—Sans doute. Cependant, après avoir reconnu le mauvais, je dois constater aussi le bon; c'est que ce n'est pas seulement la fortune qu'elle aime; elle n'est pas uniquement une femme d'argent. Il y a en elle d'autres sentiments, plus nobles, plus désintéressés. Sans doute cette immense fortune du colonel Chamberlain l'éblouit, et, placée dans le milieu où elle est, avec son entourage, son oncle, sa mère, le monde qui, tous, s'occupent à faire miroiter cette fortune, il n'est pas étonnant qu'elle subisse cette influence. Mais il n'en est pas moins vrai qu'au fond, malgré cet éblouissement qui la trouble, elle jette des regards en arrière. Me croyez-vous sincère?

Assurément Beio ainsi interrogé, croyait le baron Lazarus sincère.

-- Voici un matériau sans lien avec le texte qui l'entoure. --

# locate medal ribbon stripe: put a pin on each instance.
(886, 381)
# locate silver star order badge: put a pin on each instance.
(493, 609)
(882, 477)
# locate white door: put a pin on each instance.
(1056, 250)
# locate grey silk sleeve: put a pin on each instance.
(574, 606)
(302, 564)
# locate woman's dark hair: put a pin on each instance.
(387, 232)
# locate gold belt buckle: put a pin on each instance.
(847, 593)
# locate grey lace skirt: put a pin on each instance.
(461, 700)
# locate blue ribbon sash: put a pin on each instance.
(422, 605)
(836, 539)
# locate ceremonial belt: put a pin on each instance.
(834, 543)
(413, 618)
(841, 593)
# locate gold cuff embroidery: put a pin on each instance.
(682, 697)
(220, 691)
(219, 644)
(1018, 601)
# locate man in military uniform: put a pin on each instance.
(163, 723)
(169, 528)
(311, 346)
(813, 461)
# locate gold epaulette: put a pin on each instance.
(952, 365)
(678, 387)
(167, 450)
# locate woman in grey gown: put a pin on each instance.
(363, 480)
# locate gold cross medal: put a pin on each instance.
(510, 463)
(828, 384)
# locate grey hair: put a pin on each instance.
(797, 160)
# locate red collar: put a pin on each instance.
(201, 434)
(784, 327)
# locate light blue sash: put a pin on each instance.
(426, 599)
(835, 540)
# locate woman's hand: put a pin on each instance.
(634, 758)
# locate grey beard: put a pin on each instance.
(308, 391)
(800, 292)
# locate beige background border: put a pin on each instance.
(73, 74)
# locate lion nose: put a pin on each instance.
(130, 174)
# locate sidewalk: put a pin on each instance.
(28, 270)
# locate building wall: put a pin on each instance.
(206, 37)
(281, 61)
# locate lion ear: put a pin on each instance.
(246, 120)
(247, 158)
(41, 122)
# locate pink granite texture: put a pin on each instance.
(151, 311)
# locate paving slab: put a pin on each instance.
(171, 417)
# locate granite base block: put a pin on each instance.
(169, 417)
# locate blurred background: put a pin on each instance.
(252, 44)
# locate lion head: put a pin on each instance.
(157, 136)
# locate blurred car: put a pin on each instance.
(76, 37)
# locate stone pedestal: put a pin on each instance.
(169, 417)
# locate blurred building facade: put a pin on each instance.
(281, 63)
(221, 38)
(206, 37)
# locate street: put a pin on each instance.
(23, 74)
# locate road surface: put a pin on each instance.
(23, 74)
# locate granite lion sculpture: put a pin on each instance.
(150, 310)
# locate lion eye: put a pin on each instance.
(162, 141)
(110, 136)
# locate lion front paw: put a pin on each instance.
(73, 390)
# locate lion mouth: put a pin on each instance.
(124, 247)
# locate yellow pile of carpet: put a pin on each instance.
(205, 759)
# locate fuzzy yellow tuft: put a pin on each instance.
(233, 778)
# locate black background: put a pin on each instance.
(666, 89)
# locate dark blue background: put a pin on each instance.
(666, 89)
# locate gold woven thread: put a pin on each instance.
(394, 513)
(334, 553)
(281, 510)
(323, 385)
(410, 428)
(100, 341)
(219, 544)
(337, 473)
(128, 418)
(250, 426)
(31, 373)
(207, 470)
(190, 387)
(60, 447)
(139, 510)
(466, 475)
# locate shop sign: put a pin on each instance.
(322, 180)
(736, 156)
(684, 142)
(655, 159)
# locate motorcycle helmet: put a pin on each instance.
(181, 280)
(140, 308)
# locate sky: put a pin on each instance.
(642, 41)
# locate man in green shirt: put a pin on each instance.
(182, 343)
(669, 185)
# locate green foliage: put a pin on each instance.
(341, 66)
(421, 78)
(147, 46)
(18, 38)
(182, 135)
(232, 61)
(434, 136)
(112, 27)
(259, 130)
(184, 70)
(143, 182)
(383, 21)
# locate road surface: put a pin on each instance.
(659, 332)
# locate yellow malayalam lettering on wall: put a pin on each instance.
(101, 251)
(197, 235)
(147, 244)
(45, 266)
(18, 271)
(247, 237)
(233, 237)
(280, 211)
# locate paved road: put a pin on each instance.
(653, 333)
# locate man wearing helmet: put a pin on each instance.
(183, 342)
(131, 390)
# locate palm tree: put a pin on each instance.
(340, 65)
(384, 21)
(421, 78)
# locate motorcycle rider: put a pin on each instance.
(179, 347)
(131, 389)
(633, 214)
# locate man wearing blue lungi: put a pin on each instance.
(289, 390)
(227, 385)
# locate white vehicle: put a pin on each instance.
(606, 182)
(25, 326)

—Eh bien, je suis convaincu que si on avait fait une tentative sérieuse, ce mariage aurait été rompu, et il l'aurait été par Carmelita. Quand je dis «on» vous comprenez de qui je parle; c'est de vous, monsieur Beio. Moi, je l'ai faite, cette tentative, mais d'une façon indirects, indécise, qui ne pouvait aboutir, puisque je parlais en l'air sans pouvoir donner une conclusion à mes paroles; et cependant l'effet que j'ai produit a été si grand que j'ai eu la conviction que le succès était encore possible. Et voilà pourquoi j'ai eu avec vous cet entretien, qui a dû vous surprendre mais dont vous voyez maintenant le but. J'aime le colonel Chamberlain, j'aime tendrement Carmelita; je crois qu'ils seront malheureux s'ils se marient. D'un autre côté, j'ai pour vous une haute estime, une vive sympathie, je crois que vous êtes le mari qui peut donner le bonheur à Carmelita, je me mets à votre disposition pour rompre le premier mariage et conclure le second.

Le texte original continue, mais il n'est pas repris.